At present, the thinnest nanofiber is a chain of single carbon atoms. This kind of carbon nanotube is known as the king of nanomaterials. The reason is that it is so thin that it is difficult for ordinary instruments to detect it. The observed materials have magical abilities: ultra-strong, ultra-flexible, and strangely magnetic. Because the distance between carbon atoms in carbon nanotubes is short and the diameter of the tube is small, the fiber structure is less likely to have defects. Its strength is 100 times that of steel and 200 times that of ordinary fibers, while its density is only 1/6 of steel. A rope made of it can be pulled from the earth to the moon without being broken by its own weight.
It has strange electrical conductivity, with both metal conductivity and semiconductor properties. Even different parts of a carbon nanotube can show different conductivities due to structural changes. Using it to make rectifiers can replace silicon chips, which will cause major changes in electronics and make computers extremely small.
Nano devices made of carbon nanotubes can be used to assemble nanorobots, such as mosquito planes, ant tanks, etc., which can be used in military and medical applications. Carbon nanotubes can be used to make hydrogen storage materials and develop hydrogen into a clean energy source for human services. In addition, carbon nanotubes can also be used as stealth materials, catalyst carriers and electrode materials.
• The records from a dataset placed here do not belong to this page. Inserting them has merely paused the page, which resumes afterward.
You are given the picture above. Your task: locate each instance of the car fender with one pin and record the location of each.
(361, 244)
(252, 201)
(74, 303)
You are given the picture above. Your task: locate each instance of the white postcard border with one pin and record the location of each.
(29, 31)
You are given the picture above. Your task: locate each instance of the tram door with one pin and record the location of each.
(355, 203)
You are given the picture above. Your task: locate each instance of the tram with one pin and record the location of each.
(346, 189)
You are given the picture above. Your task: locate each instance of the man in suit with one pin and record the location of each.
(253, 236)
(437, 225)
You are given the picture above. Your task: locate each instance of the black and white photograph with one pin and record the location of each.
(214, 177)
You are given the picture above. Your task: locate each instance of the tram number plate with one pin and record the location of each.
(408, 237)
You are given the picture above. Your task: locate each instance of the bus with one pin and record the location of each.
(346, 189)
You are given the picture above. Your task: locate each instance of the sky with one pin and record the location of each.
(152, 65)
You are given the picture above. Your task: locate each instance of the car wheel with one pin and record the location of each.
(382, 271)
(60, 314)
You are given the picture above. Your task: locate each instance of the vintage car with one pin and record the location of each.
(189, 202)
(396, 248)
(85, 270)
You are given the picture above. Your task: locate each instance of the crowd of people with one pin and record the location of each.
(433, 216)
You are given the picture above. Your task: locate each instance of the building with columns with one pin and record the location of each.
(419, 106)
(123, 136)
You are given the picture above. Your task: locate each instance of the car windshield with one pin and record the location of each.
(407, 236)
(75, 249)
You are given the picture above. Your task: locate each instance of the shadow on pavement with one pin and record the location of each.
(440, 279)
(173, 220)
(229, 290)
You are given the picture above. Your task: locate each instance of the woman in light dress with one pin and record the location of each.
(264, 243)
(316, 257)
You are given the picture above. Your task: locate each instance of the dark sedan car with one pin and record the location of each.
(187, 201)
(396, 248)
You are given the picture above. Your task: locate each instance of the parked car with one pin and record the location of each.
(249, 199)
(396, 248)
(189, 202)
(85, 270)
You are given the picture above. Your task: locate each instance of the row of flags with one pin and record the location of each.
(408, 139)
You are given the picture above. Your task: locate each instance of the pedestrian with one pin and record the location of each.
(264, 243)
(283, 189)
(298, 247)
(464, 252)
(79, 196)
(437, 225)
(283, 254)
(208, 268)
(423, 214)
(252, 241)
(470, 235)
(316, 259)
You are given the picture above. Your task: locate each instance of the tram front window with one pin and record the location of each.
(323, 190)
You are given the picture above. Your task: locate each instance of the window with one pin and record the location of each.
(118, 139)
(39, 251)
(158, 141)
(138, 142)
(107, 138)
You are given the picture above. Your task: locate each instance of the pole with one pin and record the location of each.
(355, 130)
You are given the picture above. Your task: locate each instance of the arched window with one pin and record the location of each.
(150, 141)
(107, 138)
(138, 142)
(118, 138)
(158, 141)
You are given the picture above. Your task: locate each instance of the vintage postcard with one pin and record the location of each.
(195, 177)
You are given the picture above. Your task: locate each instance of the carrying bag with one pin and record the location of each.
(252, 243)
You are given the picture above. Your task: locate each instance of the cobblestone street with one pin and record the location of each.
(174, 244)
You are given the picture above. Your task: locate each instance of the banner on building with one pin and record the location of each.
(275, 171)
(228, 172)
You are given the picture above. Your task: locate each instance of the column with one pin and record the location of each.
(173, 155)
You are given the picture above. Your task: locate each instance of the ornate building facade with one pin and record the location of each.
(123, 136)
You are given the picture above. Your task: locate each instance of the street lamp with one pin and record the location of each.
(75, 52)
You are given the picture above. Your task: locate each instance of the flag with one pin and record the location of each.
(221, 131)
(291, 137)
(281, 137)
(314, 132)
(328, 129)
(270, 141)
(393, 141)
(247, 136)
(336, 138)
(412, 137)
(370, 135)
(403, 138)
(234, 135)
Nanofibers can support the arrangement of “nano machines” and connect the integrated array of “nano machines” into large-scale systems.
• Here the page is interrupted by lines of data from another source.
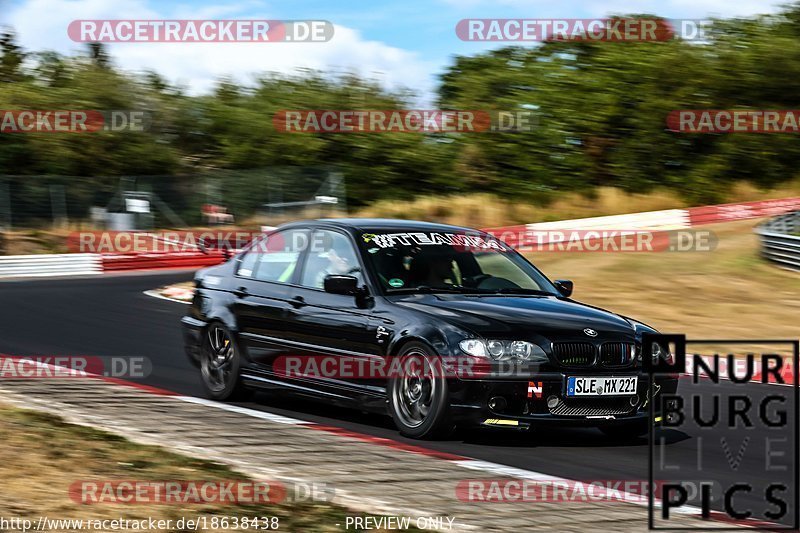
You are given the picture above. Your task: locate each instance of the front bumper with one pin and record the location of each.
(514, 404)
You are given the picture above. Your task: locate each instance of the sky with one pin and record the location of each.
(403, 44)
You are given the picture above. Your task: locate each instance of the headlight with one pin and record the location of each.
(662, 352)
(503, 350)
(473, 347)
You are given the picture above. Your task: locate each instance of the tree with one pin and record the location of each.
(11, 57)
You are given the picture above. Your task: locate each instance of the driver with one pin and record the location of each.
(337, 261)
(432, 268)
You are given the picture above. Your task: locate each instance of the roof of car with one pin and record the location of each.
(385, 223)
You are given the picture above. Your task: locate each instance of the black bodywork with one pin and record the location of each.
(270, 319)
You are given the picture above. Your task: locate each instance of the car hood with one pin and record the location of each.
(504, 315)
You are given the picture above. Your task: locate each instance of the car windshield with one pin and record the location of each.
(475, 263)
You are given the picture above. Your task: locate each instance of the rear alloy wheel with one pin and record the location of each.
(219, 364)
(419, 398)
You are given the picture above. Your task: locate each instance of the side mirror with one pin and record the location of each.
(564, 286)
(336, 284)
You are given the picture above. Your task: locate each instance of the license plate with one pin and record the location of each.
(602, 386)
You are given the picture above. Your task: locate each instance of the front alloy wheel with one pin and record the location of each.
(219, 363)
(418, 398)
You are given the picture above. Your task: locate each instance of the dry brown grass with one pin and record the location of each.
(43, 456)
(487, 210)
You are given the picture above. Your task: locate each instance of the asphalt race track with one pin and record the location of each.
(110, 315)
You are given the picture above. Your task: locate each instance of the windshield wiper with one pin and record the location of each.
(517, 290)
(427, 289)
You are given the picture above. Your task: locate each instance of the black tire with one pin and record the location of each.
(420, 412)
(219, 364)
(627, 430)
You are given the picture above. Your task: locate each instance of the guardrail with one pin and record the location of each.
(780, 240)
(12, 266)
When the fineness of most materials reaches the nanometer level, their physical and chemical properties show unconventional properties, such as:
01 Surface effect
The smaller the particle size, the larger the surface area, because the surface particles lack the connection between adjacent atoms. Coordination, so the surface energy increases and is extremely unstable. It easily combines with other atoms and shows strong activity. After the fineness of the fiber reaches the nanometer level, the relationship between its diameter, specific length and specific surface area is shown in the table below.
02 Small size effect
When the size of the particles is small enough to match the wavelength of the light wave, the conduction electrons When the de Broglie wavelength is similar to or smaller than the coherence length or transmission depth of the superconducting state, its periodic boundary conditions will be destroyed, and the acoustic, optical, electromagnetic, thermodynamic and other properties of the particles will change, such as the melting point Reduce, color separation and discoloration, absorb ultraviolet rays, shield electromagnetic waves, etc.
03 Quantum size effect
When the size of the particle is small to a certain value, the Fermi energy The electron energy level near the energy level changes from quasi-continuous to discrete energy level. At this time, the material that was originally a conductor may become an insulator, and the material that was originally an insulator may become a superconductor.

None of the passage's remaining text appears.